# Count the Occurences of the Words in a Text

In this notebook, we use PySpark to count the occurrences of the words in a text. The text used for this exercise can be found at ../datasets/text.txt. Although this text was randomly generated and doesn't possess any meaning, the reader must consider that our main goal in this exercise is to show a use case of the .flatMap() transformation, not to give any kind of interpretation to the results.

First we call the some libraries and tell the computer that we are going to run the script on our local system.

In [1]:
from pyspark import SparkConf, SparkContext

conf = SparkConf().setMaster('local').setAppName('words_counter')
sc = SparkContext(conf = conf)

Let's load our data and print the first five lines of the text

In [2]:
raw_text = sc.textFile('../datasets/text.txt')

for row in raw_text.take(5):
    print(row)

coconut apple orange hazelnut
blueberry pumpkin pepper carrot
watercress tomato radish almond
peas pickle pumpkin rice
spinach potato turnip wheat apricot


Note that our text consists only of fruits and vegetables' names.

In the next cell, we use the .flatMap() transformation to split the strings into words. We've used the .map transformation in similar tasks. The main difference here is that using the .flatMap transformation each word will be stored in the new RDD as independent values, in contrast with .map that returns a list per line whose elements consist of the line's words.

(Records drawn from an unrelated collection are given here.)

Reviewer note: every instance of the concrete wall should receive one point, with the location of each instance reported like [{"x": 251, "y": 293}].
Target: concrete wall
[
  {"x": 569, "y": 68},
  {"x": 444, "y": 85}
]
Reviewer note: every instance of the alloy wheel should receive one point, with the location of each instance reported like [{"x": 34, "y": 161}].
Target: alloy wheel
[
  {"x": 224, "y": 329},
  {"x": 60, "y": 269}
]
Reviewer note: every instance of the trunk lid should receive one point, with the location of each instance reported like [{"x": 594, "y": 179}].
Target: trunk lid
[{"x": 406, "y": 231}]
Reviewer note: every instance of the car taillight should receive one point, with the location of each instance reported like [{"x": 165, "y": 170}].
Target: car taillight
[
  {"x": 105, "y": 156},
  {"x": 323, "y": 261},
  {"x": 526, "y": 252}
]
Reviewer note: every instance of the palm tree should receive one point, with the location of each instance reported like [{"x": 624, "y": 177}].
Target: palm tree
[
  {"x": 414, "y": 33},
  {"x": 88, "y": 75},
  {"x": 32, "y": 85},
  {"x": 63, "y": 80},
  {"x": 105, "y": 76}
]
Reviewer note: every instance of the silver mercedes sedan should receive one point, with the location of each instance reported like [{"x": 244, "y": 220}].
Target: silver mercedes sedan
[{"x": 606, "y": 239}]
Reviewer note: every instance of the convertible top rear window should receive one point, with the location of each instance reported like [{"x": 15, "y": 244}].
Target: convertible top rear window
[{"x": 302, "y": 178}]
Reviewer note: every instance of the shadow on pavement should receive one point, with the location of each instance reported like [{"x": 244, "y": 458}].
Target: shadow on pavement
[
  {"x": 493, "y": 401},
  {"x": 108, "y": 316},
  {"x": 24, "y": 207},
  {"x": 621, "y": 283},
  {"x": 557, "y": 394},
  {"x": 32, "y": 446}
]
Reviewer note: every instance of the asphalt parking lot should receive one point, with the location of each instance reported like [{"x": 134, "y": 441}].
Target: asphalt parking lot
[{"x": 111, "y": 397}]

We'll print some values of the new RDD to make this more clear.

In [3]:
words = raw_text.flatMap(lambda string: string.split())

for word in words.take(10):
    print(word)

coconut
apple
orange
hazelnut
blueberry
pumpkin
pepper
carrot
watercress
tomato


Now, we can count the occurrences of each word and print the results.

In [8]:
word_occurrences = words.countByValue()

for word, occurrences in word_occurrences.items():
    print('Word: ' + str(word) + ', Occurences: ' + str(occurrences))

Word: coconut, Occurences: 7
Word: apple, Occurences: 1
Word: orange, Occurences: 3
Word: hazelnut, Occurences: 3
Word: blueberry, Occurences: 7
Word: pumpkin, Occurences: 4
Word: pepper, Occurences: 2
Word: carrot, Occurences: 2
Word: watercress, Occurences: 2
Word: tomato, Occurences: 4
Word: radish, Occurences: 4
Word: almond, Occurences: 1
Word: peas, Occurences: 5
Word: pickle, Occurences: 3
Word: rice, Occurences: 5
Word: spinach, Occurences: 4
Word: potato, Occurences: 8
Word: turnip, Occurences: 5
Word: wheat, Occurences: 7
Word: apricot, Occurences: 7
Word: grape, Occurences: 4
Word: lemon, Occurences: 6
Word: melon, Occurences: 4
Word: peach, Occurences: 6
Word: pineapple, Occurences: 4
Word: raspberry, Occurences: 4
Word: watermelon, Occurences: 6
Word: artichoke, Occurences: 9
Word: beans, Occurences: 5
Word: brussels, Occurences: 5
Word: cauliflower, Occurences: 5
Word: courgette, Occurences: 11
Word: garlic, Occurences: 7
Word: lettuce, Occurences: 7
Word: mango, Occurenc